In recent years, transformer technology such as ViT, has been widely developed in the field of computer vision. In the ViT model, a learnable class token parameter is added to the head of the token sequence. The output of the class token through the whole transformer encoder is looked as the final representation vector, which is then passed through a multi-layer perception (MLP) network to get the classification prediction. The class token can be seen as an information aggregation of all other tokens.
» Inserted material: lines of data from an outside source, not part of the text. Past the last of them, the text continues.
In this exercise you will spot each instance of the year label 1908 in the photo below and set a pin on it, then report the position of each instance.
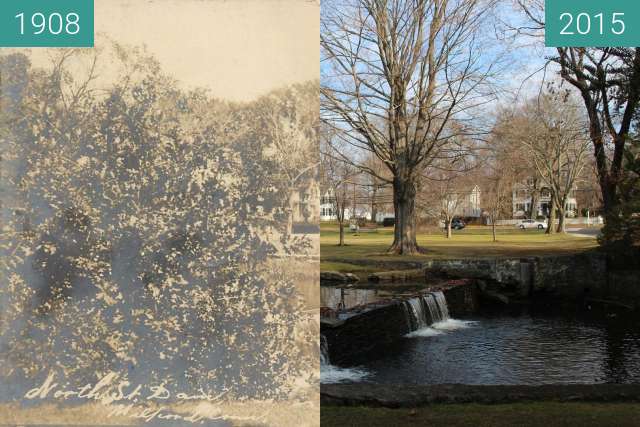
(47, 23)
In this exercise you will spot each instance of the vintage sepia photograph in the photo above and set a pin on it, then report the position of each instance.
(159, 219)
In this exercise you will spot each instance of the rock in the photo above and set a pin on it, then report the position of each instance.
(337, 278)
(397, 276)
(495, 297)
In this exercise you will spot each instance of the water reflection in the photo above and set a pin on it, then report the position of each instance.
(526, 349)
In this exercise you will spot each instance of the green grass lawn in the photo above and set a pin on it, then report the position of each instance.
(472, 242)
(548, 414)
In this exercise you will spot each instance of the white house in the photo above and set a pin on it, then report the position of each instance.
(522, 202)
(470, 204)
(363, 211)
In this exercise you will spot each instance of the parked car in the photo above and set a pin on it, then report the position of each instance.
(531, 223)
(388, 222)
(456, 224)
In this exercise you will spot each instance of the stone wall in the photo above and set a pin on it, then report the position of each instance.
(364, 331)
(567, 276)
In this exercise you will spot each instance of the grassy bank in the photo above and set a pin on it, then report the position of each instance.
(548, 414)
(472, 242)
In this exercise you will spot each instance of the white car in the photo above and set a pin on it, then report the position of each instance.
(530, 223)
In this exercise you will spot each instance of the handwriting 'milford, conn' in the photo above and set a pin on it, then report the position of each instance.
(108, 390)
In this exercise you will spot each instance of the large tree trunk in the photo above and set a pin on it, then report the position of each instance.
(404, 204)
(562, 213)
(533, 209)
(551, 224)
(374, 207)
(493, 228)
(341, 225)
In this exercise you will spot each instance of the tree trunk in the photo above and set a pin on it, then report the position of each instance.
(374, 207)
(562, 211)
(551, 224)
(533, 209)
(493, 229)
(404, 204)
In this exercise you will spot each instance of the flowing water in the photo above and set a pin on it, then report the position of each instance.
(530, 347)
(333, 374)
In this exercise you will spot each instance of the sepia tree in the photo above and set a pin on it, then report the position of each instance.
(146, 254)
(396, 74)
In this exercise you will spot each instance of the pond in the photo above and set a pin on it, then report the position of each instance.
(531, 347)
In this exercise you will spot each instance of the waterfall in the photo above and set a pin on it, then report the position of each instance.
(426, 310)
(418, 313)
(324, 351)
(434, 310)
(442, 305)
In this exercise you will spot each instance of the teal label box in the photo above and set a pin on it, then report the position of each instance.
(592, 23)
(46, 23)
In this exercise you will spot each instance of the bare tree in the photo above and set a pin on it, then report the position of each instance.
(336, 179)
(608, 81)
(445, 192)
(554, 135)
(397, 73)
(496, 195)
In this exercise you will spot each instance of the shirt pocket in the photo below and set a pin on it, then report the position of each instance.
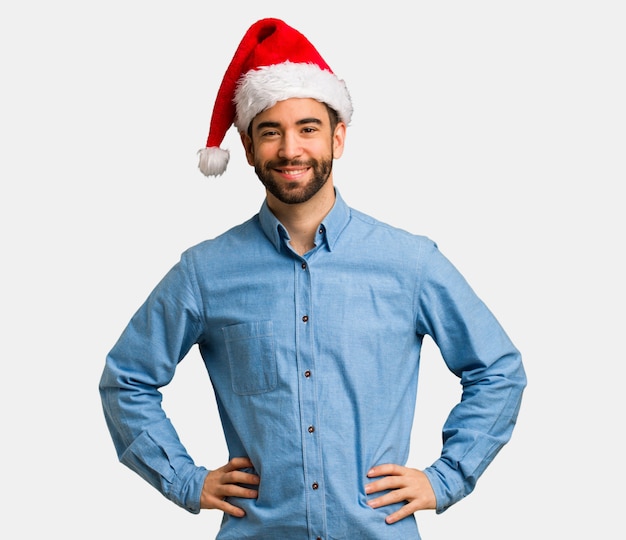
(252, 357)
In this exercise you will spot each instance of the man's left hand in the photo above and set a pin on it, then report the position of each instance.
(404, 484)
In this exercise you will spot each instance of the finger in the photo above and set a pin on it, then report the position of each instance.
(238, 463)
(404, 512)
(240, 477)
(393, 497)
(233, 490)
(386, 483)
(385, 469)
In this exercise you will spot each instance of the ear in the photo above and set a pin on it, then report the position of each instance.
(248, 147)
(339, 138)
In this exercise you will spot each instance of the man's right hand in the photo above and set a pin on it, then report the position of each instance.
(224, 482)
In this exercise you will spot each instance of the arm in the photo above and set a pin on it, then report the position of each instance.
(142, 361)
(477, 350)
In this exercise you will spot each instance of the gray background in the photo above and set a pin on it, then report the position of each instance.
(496, 128)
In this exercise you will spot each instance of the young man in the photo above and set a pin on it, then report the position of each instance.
(310, 319)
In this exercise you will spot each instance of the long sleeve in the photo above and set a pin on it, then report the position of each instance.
(477, 350)
(142, 361)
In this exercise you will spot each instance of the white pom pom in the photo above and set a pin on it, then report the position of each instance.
(213, 161)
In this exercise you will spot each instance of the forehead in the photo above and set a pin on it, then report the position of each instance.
(293, 110)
But we consider that the global pooling of tokens can aggregate information more effective and intuitive. In the paper, we propose a new pooling method, called cross pooling, to replace class token to obtain representation vector of the input image, which can extract better features and effectively improve model performance without increasing the computational cost. Through extensive experiments, we demonstrate that cross pooling methods achieve significant improvement over the original class token and existing global pooling methods such as average pooling or maximum pooling.
视觉转换器表示学习的集成交叉池
近年来,变压器技术如ViT,在计算机视觉领域得到了广泛的发展。在ViT模型中,一个可学习的类令牌参数被添加到令牌序列的头部。类标记通过整个变压器编码器的输出作为最终的表示向量,然后将其传递给多层感知(MLP)网络以获得分类预测。类令牌可以看作是所有其他令牌的信息聚合。但我们认为全局代币池可以更有效、更直观地聚合信息。在本文中,我们提出了一种新的池化方法,称为交叉池化,用类标记代替输入图像的表示向量,可以在不增加计算成本的情况下提取更好的特征,有效地提高模型性能。通过大量的实验,我们证明交叉池化方法比原始的类令牌和现有的全局池化方法(如平均池化或最大池化)有显著的改进。
本文章由计算机程序翻译,如有差异,请以英文原文为准。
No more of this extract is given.